Compatibility changes

Note:

This section provides compatibility changes you need to know when you upgrade from v7.3.0 to the current version (v7.4.0). If you are upgrading from v7.2.0 or earlier versions to the current version, you might also need to check the compatibility changes introduced in intermediate versions.

Behavior changes

  • Starting with v7.4.0, TiDB is compatible with essential features of MySQL 8.0, and version() returns the version prefixed with 8.0.11.

  • After TiFlash is upgraded to v7.4.0 from an earlier version, in-place downgrading to the original version is not supported. This is because, starting from v7.4, TiFlash optimizes the data compaction logic of PageStorage V3 to reduce the read and write amplification generated during data compaction, which leads to changes to some of the underlying storage file names.

  • A TIDB_PARSE_TSO_LOGICAL() function is added to allow the extraction of the logical part of the TSO timestamp.

  • The information_schema.CHECK_CONSTRAINTS table is added for improved compatibility with MySQL 8.0.

  • For transactions containing multiple changes, if the primary key or non-null unique index value is modified in the update event, TiCDC splits an event into delete and insert events and ensures that all events follow the sequence of delete events preceding insert events. For more information, see documentation.

System variables

Variable name Change type Description
tidb_enable_tiflash_pipeline_model Deleted This variable was used to control whether to enable the TiFlash pipeline execution model.
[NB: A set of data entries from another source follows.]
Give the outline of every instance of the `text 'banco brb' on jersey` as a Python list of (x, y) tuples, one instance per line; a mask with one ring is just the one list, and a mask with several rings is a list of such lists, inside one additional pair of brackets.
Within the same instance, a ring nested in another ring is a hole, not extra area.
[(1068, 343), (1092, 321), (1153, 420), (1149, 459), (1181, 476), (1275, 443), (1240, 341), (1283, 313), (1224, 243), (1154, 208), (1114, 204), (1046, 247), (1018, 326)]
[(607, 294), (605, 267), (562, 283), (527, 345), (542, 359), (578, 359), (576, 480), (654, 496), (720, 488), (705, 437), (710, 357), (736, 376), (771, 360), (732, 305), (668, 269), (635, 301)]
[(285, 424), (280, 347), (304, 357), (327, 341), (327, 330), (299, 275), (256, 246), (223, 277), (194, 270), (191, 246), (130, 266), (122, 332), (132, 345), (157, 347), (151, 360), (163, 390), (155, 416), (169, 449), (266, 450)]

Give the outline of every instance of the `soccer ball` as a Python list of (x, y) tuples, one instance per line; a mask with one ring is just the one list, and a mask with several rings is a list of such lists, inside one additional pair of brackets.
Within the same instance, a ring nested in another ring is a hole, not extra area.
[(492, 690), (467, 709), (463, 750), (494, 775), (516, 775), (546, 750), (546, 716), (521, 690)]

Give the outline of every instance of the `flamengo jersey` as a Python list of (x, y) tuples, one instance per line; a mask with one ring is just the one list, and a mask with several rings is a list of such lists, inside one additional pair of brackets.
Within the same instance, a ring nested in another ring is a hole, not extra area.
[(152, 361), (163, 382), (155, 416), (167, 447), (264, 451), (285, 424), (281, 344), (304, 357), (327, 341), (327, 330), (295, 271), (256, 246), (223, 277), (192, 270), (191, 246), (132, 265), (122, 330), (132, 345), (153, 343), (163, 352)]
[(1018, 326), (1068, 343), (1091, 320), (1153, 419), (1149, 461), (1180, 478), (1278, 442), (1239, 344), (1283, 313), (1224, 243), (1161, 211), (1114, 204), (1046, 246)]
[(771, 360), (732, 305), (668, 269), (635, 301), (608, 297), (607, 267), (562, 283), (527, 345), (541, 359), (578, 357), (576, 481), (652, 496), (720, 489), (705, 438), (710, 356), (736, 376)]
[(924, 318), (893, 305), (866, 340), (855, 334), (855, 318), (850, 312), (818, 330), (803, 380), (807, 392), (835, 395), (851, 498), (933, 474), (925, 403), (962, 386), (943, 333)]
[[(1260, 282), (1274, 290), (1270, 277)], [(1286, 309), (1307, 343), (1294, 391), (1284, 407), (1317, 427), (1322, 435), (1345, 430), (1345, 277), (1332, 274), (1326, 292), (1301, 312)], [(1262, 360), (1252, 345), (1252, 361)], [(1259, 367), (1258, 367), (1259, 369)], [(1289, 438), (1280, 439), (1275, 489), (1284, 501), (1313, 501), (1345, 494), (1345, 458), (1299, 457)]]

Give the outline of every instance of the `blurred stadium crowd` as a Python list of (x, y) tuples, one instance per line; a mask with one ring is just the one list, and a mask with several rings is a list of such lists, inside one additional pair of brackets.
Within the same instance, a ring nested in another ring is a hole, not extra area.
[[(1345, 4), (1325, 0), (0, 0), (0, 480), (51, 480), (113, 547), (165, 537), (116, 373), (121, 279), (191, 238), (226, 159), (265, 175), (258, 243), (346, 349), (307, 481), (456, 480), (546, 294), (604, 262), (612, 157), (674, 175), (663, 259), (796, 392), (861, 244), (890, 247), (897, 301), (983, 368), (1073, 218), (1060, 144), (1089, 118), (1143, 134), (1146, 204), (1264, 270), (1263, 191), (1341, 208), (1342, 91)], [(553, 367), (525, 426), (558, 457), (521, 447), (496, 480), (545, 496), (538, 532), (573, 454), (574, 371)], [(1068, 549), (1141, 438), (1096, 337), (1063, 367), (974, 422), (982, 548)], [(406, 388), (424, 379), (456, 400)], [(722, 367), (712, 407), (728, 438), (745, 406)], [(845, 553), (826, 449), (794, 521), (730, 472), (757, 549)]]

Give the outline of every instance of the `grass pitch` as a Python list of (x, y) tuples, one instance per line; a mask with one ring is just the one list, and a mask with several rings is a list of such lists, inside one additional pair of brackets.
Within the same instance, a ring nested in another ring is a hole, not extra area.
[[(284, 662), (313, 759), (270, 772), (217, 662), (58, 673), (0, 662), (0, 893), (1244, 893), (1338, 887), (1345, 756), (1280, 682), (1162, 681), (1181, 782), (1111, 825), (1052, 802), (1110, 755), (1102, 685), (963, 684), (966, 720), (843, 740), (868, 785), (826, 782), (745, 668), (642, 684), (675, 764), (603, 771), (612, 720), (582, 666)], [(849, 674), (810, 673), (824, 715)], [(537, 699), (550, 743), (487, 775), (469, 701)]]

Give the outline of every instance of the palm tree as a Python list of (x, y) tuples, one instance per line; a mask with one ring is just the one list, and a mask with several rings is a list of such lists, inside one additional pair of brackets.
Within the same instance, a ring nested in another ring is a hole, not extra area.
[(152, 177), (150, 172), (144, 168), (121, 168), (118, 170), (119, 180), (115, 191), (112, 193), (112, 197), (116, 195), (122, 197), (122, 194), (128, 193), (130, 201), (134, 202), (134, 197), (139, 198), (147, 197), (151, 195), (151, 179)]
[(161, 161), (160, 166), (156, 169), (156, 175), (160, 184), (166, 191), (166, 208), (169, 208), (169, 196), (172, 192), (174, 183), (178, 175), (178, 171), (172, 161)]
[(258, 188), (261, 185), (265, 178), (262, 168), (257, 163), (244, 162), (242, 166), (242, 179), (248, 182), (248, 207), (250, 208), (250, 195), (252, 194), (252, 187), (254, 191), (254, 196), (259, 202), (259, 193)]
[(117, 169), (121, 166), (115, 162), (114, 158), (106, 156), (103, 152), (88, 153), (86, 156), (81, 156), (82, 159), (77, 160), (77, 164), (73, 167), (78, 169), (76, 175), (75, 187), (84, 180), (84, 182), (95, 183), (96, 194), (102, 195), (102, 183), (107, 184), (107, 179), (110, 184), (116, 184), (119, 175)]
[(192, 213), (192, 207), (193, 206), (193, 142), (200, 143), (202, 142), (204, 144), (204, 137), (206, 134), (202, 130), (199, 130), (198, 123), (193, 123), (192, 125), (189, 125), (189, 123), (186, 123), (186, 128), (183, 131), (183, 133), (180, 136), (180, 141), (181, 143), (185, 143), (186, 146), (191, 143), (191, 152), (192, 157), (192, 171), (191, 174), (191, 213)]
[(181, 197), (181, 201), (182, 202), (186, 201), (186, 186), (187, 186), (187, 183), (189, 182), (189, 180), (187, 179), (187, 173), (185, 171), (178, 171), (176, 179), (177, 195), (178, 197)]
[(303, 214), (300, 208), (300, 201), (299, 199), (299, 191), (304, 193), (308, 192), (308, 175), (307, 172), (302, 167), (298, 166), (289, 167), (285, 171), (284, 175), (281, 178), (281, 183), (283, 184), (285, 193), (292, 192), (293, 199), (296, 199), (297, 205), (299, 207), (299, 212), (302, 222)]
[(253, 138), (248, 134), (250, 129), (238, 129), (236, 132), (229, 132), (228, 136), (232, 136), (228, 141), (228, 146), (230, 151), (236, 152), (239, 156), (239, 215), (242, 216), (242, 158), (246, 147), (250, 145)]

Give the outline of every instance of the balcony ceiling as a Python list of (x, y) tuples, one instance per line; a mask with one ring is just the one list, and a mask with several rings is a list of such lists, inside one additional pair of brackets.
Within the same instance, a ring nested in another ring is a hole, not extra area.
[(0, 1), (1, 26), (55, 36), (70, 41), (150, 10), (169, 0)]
Starting from v7.4.0, the TiFlash pipeline execution model is automatically enabled when the TiFlash resource control feature is enabled.
tidb_enable_non_prepared_plan_cache Modified Changes the default value from ON to OFF after further tests, meaning that non-prepared execution plan cache is disabled.
default_collation_for_utf8mb4 Newly added Controls the default collation for the utf8mb4 character set. The default value is utf8mb4_bin.
tidb_cloud_storage_uri Newly added Specifies the cloud storage URI to enable Global Sort.
tidb_opt_enable_hash_join Newly added Controls whether the optimizer will select hash joins for tables. The value is ON by default. If set to OFF, the optimizer avoids selecting a hash join of a table unless there is no other execution plan available.
tidb_opt_objective Newly added This variable controls the objective of the optimizer. moderate maintains the default behavior in versions prior to TiDB v7.4.0, where the optimizer tries to use more information to generate better execution plans. determinate mode tends to be more conservative and makes the execution plan more stable.
tidb_request_source_type Newly added Explicitly specifies the task type for the current session, which is identified and controlled by Resource Control. For example: SET @@tidb_request_source_type = "background".
tidb_schema_version_cache_limit Newly added This variable limits how many historical schema versions can be cached in a TiDB instance. The default value is 16, which means that TiDB caches 16 historical schema versions by default.
tidb_service_scope Newly added This variable is an instance-level system variable. You can use it to control the service scope of TiDB nodes under the TiDB Distributed eXecution Framework (DXF). When you set tidb_service_scope of a TiDB node to background, the DXF schedules that TiDB node to execute DXF tasks, such as ADD INDEX and IMPORT INTO.
tidb_session_alias Newly added Controls the value of the session_alias column in the logs related to the current session.
tiflash_mem_quota_query_per_node Newly added Limits the maximum memory usage for a query on a TiFlash node. When the memory usage of a query exceeds this limit, TiFlash returns an error and terminates the query. The default value is 0, which means no limit.
tiflash_query_spill_ratio Newly added Controls the threshold for TiFlash query-level spilling. The default value is 0.7.
tikv_client_read_timeout Newly added Controls the timeout for TiDB to send a TiKV RPC read request in a query. The default value 0 indicates that the default timeout (usually 40 seconds) is used.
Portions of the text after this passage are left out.